The Court held that the following three factors bear the greatest weight when considering a claim for family provision:
- The size of the estate;
- The needs of the person making the claim; and
- The interests of other people having a claim against the estate (in this case, the deceased’s wife and other children).
However, the Court noted that this case was unique because of the very large size of the estate. In this regard, the deceased’s wife and other children admitted that any award made to Olivia from the $45 million remaining in the estate would not have any practical effect on them (as they had already received very generous inheritances). Therefore, there was not really any balancing act for the Judge to consider when coming to his decision.
Ultimately, the Court decided that the deceased’s Will did not adequately provide for Olivia and that she should receive $25 million because:
- the estate was large enough to sustain such an amount.
- Olivia is only 19 years of age and is subject to all of the uncertainties of life ahead of her.
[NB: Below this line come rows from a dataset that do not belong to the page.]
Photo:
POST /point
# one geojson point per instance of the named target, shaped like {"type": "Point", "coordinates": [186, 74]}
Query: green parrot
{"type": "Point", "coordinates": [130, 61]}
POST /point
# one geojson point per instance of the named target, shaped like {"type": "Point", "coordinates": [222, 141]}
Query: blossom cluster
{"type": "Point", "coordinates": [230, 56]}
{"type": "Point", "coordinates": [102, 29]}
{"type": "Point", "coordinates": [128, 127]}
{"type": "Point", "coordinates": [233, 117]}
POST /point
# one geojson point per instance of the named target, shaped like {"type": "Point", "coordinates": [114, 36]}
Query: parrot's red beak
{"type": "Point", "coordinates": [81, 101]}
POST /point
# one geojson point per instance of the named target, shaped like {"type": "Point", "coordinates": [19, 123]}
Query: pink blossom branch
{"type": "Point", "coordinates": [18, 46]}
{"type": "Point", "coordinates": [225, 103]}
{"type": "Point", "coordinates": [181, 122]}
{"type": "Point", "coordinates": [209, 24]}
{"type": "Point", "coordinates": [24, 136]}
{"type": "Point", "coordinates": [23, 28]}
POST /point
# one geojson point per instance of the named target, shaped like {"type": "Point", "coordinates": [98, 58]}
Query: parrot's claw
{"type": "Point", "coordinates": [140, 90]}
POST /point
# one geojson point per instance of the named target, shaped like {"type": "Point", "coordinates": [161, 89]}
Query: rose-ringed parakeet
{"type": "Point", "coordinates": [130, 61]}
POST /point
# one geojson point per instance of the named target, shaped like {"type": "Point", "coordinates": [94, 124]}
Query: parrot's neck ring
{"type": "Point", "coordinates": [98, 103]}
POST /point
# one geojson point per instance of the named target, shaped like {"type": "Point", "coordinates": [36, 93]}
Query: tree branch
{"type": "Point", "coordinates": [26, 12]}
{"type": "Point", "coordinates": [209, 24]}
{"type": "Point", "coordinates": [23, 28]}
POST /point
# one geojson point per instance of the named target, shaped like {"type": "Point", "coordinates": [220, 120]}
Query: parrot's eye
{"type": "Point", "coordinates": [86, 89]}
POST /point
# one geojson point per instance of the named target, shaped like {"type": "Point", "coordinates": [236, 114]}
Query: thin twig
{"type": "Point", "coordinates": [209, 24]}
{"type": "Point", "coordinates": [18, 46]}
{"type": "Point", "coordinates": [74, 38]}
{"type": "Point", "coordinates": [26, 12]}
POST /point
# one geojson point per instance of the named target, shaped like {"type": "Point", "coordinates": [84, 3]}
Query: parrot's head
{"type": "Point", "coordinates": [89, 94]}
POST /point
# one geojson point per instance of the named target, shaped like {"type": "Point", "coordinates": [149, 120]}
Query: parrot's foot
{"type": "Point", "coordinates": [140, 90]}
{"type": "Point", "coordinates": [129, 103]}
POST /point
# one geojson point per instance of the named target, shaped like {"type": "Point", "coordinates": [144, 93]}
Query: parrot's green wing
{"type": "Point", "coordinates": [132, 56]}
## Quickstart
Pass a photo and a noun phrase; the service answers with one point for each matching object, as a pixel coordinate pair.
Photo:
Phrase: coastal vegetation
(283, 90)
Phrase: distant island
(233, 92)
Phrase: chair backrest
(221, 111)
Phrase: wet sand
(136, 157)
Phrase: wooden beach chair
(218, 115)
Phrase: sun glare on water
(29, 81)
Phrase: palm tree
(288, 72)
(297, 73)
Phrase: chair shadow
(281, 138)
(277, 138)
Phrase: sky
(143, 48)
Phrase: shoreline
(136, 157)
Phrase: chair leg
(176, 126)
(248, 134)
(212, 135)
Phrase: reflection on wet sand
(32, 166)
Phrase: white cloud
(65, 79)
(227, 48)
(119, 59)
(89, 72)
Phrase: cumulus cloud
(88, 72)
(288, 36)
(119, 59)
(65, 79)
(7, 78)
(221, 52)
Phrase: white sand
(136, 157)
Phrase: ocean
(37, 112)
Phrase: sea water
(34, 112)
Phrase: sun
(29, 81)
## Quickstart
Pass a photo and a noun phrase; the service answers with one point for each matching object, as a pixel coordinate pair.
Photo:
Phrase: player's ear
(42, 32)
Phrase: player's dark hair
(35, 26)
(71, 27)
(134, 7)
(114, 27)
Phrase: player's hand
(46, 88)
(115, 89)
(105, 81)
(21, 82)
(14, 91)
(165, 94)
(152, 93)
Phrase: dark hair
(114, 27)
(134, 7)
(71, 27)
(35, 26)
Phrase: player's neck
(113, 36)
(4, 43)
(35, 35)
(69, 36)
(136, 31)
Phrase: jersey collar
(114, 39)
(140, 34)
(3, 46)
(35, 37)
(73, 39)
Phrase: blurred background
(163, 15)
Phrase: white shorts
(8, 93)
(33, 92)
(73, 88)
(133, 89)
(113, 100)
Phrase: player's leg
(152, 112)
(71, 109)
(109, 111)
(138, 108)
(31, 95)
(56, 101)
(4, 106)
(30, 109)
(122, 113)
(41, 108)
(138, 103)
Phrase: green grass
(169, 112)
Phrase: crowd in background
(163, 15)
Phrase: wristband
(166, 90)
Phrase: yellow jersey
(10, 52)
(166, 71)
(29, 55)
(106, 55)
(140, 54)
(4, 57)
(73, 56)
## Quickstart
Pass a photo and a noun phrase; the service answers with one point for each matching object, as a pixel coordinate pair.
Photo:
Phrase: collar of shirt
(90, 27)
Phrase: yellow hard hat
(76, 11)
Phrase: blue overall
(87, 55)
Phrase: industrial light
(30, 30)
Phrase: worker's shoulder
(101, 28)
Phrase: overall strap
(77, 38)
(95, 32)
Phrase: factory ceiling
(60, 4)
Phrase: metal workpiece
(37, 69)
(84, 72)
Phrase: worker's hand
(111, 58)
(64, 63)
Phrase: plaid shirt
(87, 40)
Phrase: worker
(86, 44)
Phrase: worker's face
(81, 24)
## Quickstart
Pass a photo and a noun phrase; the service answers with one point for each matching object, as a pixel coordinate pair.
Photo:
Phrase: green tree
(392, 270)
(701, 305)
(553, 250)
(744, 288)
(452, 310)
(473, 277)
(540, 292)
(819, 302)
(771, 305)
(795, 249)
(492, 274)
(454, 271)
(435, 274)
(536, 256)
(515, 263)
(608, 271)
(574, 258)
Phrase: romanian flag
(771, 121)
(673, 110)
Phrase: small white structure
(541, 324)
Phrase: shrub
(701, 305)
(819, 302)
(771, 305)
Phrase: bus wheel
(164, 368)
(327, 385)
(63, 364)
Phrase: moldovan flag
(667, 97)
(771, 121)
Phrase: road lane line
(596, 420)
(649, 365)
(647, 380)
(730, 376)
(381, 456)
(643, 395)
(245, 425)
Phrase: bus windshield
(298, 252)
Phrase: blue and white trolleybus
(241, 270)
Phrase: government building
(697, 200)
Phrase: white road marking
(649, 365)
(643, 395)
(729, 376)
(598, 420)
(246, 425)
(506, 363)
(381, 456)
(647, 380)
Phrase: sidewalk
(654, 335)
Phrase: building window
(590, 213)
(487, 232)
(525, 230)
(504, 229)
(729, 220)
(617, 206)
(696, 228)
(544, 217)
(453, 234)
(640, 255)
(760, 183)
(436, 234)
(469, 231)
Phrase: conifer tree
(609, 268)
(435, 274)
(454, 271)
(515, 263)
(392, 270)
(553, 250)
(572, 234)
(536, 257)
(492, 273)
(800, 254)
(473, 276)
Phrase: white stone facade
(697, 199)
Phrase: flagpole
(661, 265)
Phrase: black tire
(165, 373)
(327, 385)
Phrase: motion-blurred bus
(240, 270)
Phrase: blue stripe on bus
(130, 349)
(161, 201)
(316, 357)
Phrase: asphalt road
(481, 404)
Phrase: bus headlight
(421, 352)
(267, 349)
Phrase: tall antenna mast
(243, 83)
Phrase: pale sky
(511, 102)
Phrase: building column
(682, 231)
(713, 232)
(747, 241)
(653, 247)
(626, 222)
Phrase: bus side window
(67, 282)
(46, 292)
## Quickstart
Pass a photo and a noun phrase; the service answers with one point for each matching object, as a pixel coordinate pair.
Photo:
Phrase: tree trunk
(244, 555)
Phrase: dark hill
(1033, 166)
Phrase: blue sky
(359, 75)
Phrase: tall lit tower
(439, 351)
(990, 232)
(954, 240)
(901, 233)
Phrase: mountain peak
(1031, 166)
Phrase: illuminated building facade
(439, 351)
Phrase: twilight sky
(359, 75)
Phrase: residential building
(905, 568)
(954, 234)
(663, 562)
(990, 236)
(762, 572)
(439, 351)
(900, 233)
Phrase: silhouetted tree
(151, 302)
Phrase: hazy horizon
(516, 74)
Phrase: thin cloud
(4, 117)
In this regard, $25 million will set up her and her future family well so that they will never have to want for anything.
- making the award to Olivia would not disadvantage or negatively affect the other members of the deceased’s family in any way.
- a reasonable person in the position of the deceased should have seen fit to set-up his daughter well for life.
- in the circumstances, reasonable members of the community would expect Olivia to be well provided for by her father.
At a time when family provision claims are on the rise and people are leaving wealthy estates, this case gives a unique insight into relevant considerations of the Court when hearing these matters. It is also a useful reminder that while everyone should seek expert legal advice in relation to their estate planning, even the seemingly best and most expensive arrangements cannot prevent a challenge to your estate.